Divination
Mei Hua Yi Shu: Plum Blossom Divination Explained
A question, a moment, a hexagram
Mei Hua Yi Shu (梅花易数), Plum Blossom Numerology, is a divination method for answering a single, specific question. Rather than reading a birth chart, it captures the energy of the moment the question is asked and expresses it as one of the sixty-four hexagrams of the Yi Jing (I Ching).
Tradition attributes the method to the Song-dynasty scholar Shao Yong. The founding story — that he read the fall of plum blossoms from observed signs — gives the method its name and its spirit: meaning can be read from the pattern of the present moment.
How a reading is cast
A Mei Hua reading derives two trigrams (three-line symbols) and stacks them into a six-line hexagram. The lower trigram often represents the situation itself, while the upper represents the conditions acting on it. Each line is either solid (yang) or broken (yin).
The casting can use numbers, the time of asking, or another observed value. From the inputs the method computes the primary hexagram, a changing line, and a transformed hexagram. The reading interprets the relationship between the situation trigram and the influence trigram using the five elements.
Ti and Yong: self and influence
Central to Mei Hua is the distinction between Ti (体, the body — the questioner or the core of the matter) and Yong (用, the function — the external conditions or action). The element of Ti compared to the element of Yong tells you whether the moment supports your aim.
When Ti's element generates Yong's, energy flows outward — effort is required but progress is possible. When Yong generates Ti, support comes to you. When they clash, there is friction to navigate. The reading turns these relationships into plain, actionable reflection.

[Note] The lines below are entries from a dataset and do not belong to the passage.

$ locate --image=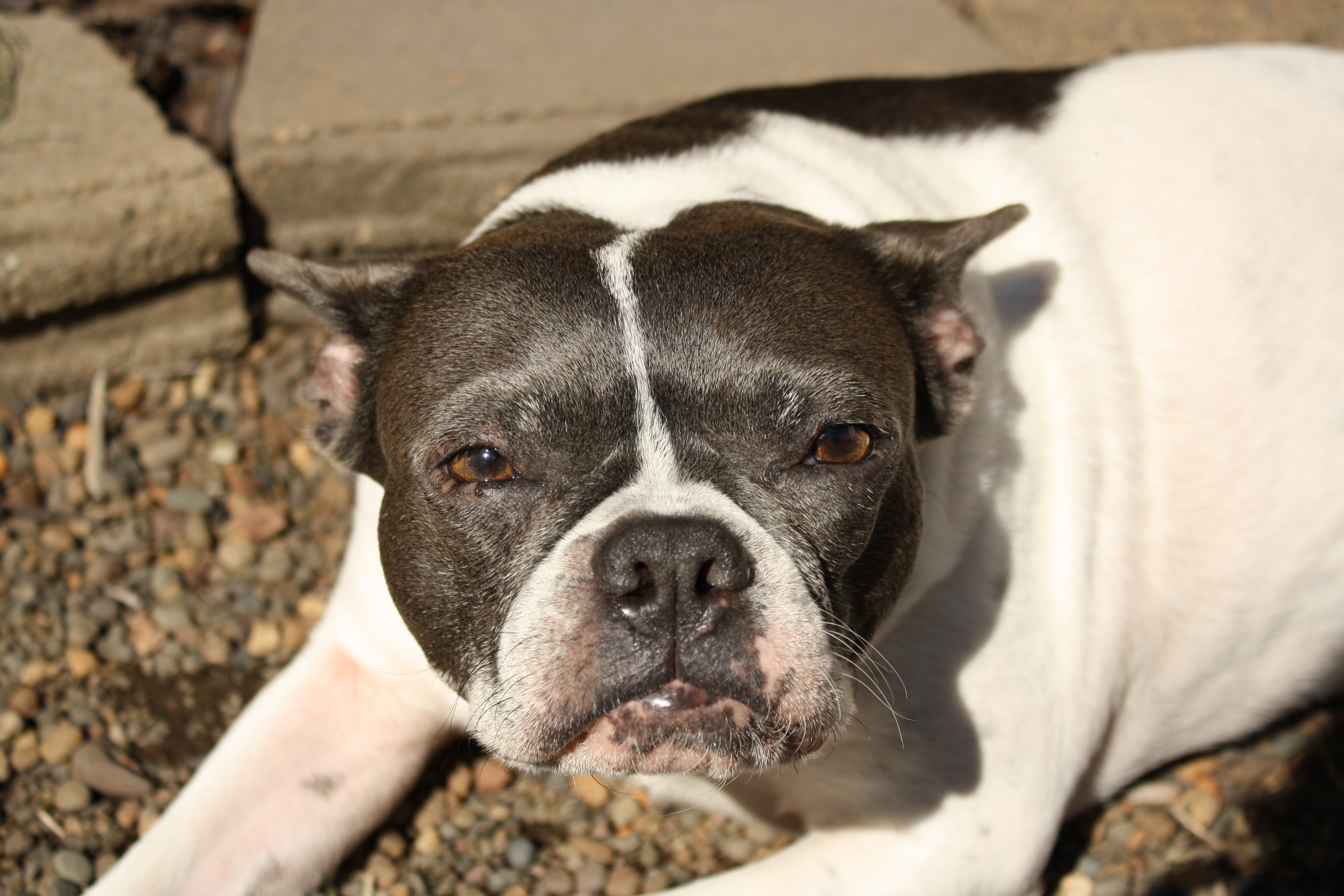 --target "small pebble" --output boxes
[55,778,93,816]
[38,719,83,766]
[66,647,98,678]
[23,404,56,438]
[0,709,23,744]
[70,743,153,798]
[414,828,444,856]
[9,731,42,771]
[9,688,38,719]
[50,877,83,896]
[535,868,574,896]
[574,862,606,893]
[245,619,280,658]
[606,794,644,828]
[574,775,612,809]
[474,756,513,799]
[378,830,406,858]
[206,437,238,466]
[1055,872,1093,896]
[602,865,644,896]
[51,849,93,887]
[504,837,536,870]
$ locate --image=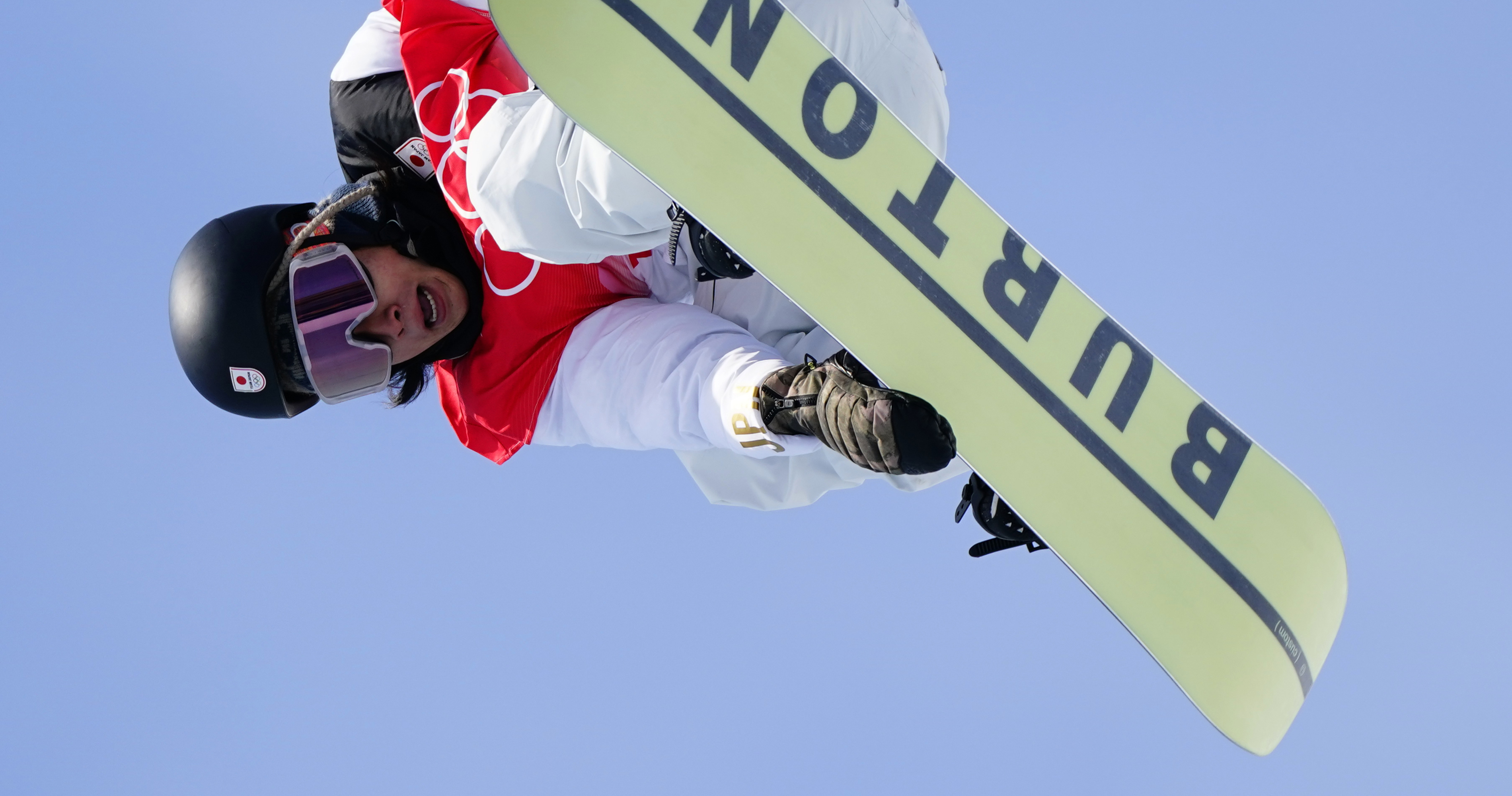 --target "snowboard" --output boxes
[490,0,1346,755]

Ask once, reflect honestly
Mei Hua works best for a clear, sincere question about a real choice you face — not a wish, not a repeated re-roll hoping for a better answer. The method respects the specificity of the moment you ask.

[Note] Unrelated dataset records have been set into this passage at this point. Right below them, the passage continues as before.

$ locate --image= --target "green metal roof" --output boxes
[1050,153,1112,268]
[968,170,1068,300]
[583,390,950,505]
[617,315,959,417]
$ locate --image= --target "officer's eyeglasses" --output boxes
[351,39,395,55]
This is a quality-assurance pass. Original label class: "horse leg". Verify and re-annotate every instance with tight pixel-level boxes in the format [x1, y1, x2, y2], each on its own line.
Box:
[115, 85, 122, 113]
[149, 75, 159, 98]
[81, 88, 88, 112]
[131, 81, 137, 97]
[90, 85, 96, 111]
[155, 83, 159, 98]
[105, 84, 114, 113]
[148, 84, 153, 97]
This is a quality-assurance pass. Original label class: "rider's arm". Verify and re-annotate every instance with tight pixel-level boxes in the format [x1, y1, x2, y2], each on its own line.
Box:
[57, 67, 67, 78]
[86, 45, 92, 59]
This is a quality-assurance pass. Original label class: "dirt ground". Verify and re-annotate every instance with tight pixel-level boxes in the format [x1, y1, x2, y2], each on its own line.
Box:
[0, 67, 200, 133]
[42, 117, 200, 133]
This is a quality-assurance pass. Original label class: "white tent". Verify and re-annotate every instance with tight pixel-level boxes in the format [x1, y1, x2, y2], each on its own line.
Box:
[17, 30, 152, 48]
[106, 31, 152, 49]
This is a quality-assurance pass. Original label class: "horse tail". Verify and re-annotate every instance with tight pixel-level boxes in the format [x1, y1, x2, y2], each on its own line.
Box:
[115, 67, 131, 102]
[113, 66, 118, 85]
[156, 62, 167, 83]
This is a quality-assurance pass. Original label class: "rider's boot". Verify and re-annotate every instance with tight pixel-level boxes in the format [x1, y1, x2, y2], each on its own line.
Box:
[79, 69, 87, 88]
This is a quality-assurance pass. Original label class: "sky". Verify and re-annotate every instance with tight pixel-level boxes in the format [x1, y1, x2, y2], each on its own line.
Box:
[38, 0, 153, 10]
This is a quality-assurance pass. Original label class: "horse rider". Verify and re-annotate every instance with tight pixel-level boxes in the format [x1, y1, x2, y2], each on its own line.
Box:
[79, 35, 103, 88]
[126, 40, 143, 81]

As with everything in this tradition, the hexagram offers perspective and framing, not a command. It is a tool for thinking about your situation from a fresh angle, never a substitute for your own judgment or for professional advice.
Frequently asked questions
What is the difference between Mei Hua and the I Ching coin method?
Both produce a hexagram from the 64 of the Yi Jing. The classic coin or yarrow method casts lines by chance; Mei Hua derives the trigrams from a number, the time, or an observed value, and reads the relationship between the Ti (situation) and Yong (influence) trigrams using the five elements.
Can I ask the same question twice?
Tradition advises against re-asking the same question hoping for a different result. Mei Hua reads the moment the question is first sincerely asked; a fresh answer is best sought only when the situation has genuinely changed.